В Балте я был принужден остановиться для получения из комиссариатской комиссии прогонных денег, выданных мне в Петербурге до этого пункта. И здесь меня снабдили деньгами не далее Ясс, под предлогом неизвестности, где находится мой полк; для молодого офицера, следующего к месту службы, ничего не может быть разорительнее этих обязательных остановок, приправленных необходимыми представлениями, явлениями и неизбежными проволочками дела в комиссиях. Без особого покровительства не помогали в этом

Стр. 14

случай ни просьбы, ни убеждения; а право протеста против медленности комиссариатского делопроизводства не существовало для офицеров скромного армейского чина. Заняв в Балте, знаменитой в целой России своею непроходимою грязью, столько же дорогую, сколько грязную квартиру на жидовском постоялом дворе, я попал в омут обирания. В ожидании выдачи мне прогонных денег, я проживался и не знаю как бы выпутался из этого неприятного положения, если бы судьба не привела на мой постоялый двор военного доктора М*, ехавшего в армию на собственных лошадях. Познакомившись со мной в полчаса, как знакомятся в подобных обстоятельствах, он сделал мне предложение ехать с ним на долгих, платя пополам путевые издержки, что открывало для меня способ доехать до главной квартиры вернее, дешевле и даже гораздо скорее, чем на почтовых. Разумеется, я не отказался от столь выгодного предложения, избавлявшего меня от всех дальнейших забот и хлопот; получив следующие мне деньги, мы пустились в дорогу.
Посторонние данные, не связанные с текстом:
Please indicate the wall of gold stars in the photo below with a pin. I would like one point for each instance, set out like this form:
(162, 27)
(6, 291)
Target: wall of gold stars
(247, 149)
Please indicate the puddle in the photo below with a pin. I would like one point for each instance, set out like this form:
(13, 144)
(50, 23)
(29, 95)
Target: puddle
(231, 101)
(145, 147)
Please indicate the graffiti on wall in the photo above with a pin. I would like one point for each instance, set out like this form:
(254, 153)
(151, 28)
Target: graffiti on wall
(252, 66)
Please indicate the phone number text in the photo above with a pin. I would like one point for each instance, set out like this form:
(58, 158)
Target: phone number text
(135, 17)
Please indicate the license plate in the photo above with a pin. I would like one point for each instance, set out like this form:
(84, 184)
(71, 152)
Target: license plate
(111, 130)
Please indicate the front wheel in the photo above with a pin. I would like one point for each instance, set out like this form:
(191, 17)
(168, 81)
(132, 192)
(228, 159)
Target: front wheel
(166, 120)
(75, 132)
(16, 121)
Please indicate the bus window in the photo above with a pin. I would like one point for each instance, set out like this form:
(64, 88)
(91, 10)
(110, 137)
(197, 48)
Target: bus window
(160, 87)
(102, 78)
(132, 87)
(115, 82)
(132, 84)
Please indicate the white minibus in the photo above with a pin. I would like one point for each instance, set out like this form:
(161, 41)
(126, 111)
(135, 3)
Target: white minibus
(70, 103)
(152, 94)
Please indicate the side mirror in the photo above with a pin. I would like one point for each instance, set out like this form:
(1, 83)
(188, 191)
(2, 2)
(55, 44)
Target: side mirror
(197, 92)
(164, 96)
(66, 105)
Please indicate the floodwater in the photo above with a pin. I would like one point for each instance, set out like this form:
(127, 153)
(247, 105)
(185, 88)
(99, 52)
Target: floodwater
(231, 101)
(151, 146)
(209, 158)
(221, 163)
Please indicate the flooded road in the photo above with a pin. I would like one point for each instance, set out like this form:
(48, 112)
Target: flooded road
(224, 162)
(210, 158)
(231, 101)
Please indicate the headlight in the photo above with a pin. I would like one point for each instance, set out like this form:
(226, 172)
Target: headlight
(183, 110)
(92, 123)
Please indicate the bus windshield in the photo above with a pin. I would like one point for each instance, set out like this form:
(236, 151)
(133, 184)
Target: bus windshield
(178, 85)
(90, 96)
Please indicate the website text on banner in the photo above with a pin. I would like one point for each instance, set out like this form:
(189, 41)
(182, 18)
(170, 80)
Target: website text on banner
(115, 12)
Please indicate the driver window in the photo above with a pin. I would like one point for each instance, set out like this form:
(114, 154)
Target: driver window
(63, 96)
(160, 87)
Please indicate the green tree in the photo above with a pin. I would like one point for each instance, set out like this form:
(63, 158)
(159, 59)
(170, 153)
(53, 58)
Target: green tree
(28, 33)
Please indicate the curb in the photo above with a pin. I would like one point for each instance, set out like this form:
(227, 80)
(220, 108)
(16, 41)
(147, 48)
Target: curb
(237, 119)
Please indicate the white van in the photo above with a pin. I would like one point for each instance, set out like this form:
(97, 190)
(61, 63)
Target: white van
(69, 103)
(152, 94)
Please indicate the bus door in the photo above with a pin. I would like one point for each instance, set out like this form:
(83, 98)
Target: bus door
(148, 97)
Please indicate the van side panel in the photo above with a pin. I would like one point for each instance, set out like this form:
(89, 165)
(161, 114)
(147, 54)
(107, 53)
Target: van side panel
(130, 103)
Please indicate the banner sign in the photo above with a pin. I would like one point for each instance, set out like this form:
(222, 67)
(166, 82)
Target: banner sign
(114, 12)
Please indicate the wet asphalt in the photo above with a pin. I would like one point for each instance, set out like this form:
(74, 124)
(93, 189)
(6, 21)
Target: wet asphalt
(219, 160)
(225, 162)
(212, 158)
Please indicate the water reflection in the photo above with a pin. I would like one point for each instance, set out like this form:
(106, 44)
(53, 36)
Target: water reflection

Спутник мой был добрый человек; может статься, был даже отличный доктор, чего, к счастью, я не имел случая над собой испытать; но наружностью он не имел повода гордиться. Предлинные усы и бакенбарды огромной величины, покрывавшее две трети лица, составляли самое поразительное украшение его широкоплечей, приземистой фигуры; выступал он медленно и говорил протяжно, заботясь не уронить своего штаб-докторского достоинства. Все это составляло резкую противоположность с моею живостью и моим детским лицом, на котором не пробивался даже первый пух молодости. Офицеры, которых мы встречали по дороге, называли его в полголоса моим ментором, что не раз бросало мне краску в лицо, задевая, как я полагал, мое офицерское достоинство. Во всяком случай его менторство принесло мне много пользы, удаляя от меня жидов и разного рода искателей приключений, бродивших около армии за звонкою поживой. В одном только отношении, несмотря на мою молодость, я сохранял нравственный перевес над доктором: я менее его опасался бессарабских бродяг да кавалеристов в разгуле, сильно тревоживших его воображение. Не смею решить, происходило ли это от того, что я был смелее его, или от того, что не имел его опытности. На проселочных дорогах, по которым мы проезжали ночью или поздно вечером, мой доктор постоянно находился в тревожном положении и не выпускал из рук сабли и пистолетов, а в городские гостиницы, из которых слышались громкие голоса в сопровождении звука шпор и звона стаканов, он не заходил, как бы настоятельно ни требовал того желудок.

Стр. 15

От бродяг мы не понесли покушения на нашу собственность; зато имели случай попасть в среду пирующих офицеров, следовавших в армию с маршевыми эскадронами *** гусарской дивизии. Это было в Кишиневе, где непреодолимый голод загнал нас в единственную гостиницу, существовавшую в городе. В то время царствовало в кругу наших кавалеристов, ныне совершенно забытое, в высшей степени смешное поверье, что необузданное нахальство, готовность заводить ссоры, стреляться за ничто и безумная трата денег требовались для громкого заявления их преимущества над пехотинцами, которыми они пренебрегали безусловно потому только, что последние были беднее их и служили не на коне. Это называлось задавать тону. К несчастию, тогдашняя молодежь, ослепленная блеском мундира и отуманенная чадом разгульной жизни, не замечала смешной и жалкой стороны этого тона.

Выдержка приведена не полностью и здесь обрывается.